There are quite a few key differences between the barber from "Just Lather, That's All" and Daru from "The Guest." Three of the most glaring are as follows:
The first and most immediate difference between the two is their level of interest in the conflict that surrounds them. The barber makes it known that he is secretly a rebel, though he avoids any explicit action that would indicate him to the enemy. He does this so that he can continue informing to the rebels what he hears around town. Daru, on the other hand, wants nothing to do with the conflict, and very clearly resents being forced to take part in it in any way.
A second difference is the nature of their temptation. Both are tempted to commit an act of rebellion, but the nature of these two acts is quite different. The barber is tempted to open Captain Torres's throat as he is shaving it. It is made clear that physically speaking, this would be an incredibly easy thing. Daru, on the other hand, is tempted to shirk his duty and set the Arab prisoner free. This is a different sort of rebellion, one against the nature of conflict altogether rather than one against a specific side.

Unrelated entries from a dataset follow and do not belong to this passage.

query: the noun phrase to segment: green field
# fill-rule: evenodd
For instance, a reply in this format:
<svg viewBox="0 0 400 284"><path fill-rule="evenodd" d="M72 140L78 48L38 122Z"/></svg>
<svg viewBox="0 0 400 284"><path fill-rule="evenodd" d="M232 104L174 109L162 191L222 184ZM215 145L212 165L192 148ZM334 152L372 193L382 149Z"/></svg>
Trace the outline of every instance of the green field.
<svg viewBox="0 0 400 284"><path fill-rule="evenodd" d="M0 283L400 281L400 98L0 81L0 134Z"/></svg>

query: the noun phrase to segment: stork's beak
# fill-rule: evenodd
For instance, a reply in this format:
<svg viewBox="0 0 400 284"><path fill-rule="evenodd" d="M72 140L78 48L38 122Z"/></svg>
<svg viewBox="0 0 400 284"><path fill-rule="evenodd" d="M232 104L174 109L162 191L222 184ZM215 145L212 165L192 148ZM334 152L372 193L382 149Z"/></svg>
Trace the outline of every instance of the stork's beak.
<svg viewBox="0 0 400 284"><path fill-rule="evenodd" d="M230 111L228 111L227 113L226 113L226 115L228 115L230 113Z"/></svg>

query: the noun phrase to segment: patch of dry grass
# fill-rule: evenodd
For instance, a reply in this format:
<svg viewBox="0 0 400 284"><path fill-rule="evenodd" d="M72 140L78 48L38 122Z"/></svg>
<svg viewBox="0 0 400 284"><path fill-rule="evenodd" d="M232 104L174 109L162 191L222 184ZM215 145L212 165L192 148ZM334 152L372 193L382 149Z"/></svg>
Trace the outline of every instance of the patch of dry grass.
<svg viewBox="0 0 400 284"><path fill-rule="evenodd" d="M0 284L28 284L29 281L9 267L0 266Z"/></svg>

The final difference is the consequence of their inaction and action, respectively. The barber, deciding that it would be cowardly and morally dangerous to kill Captain Torres in such a way, elects to shave him without incident. It is finally revealed, however, that the captain, on some vague level, knew that the barber might have contemplated killing him. Whether he is informed on by the captured rebels or even what Torres plans to do to the barber are not made known. However, it is understood that if the barber had acted differently, the consequences for the rebels and himself may have been different.
Daru's fate, on the other hand, seems almost deterministic. After mustering all his courage and his frustration with a conflict that would consume even the life of a schoolteacher, Daru defiantly releases the prisoner and tells him that his fate is in his own hands. It is implied, however, that the prisoner turns himself in anyway, and that his comrades will seek revenge on Daru all the same for turning him in. This brutal sense of meaninglessness is a thematic center for "the Guest" and indeed much of Camus's work. The barber's story is largely about the consequences of inaction, whereas Daru's is about the futility of action.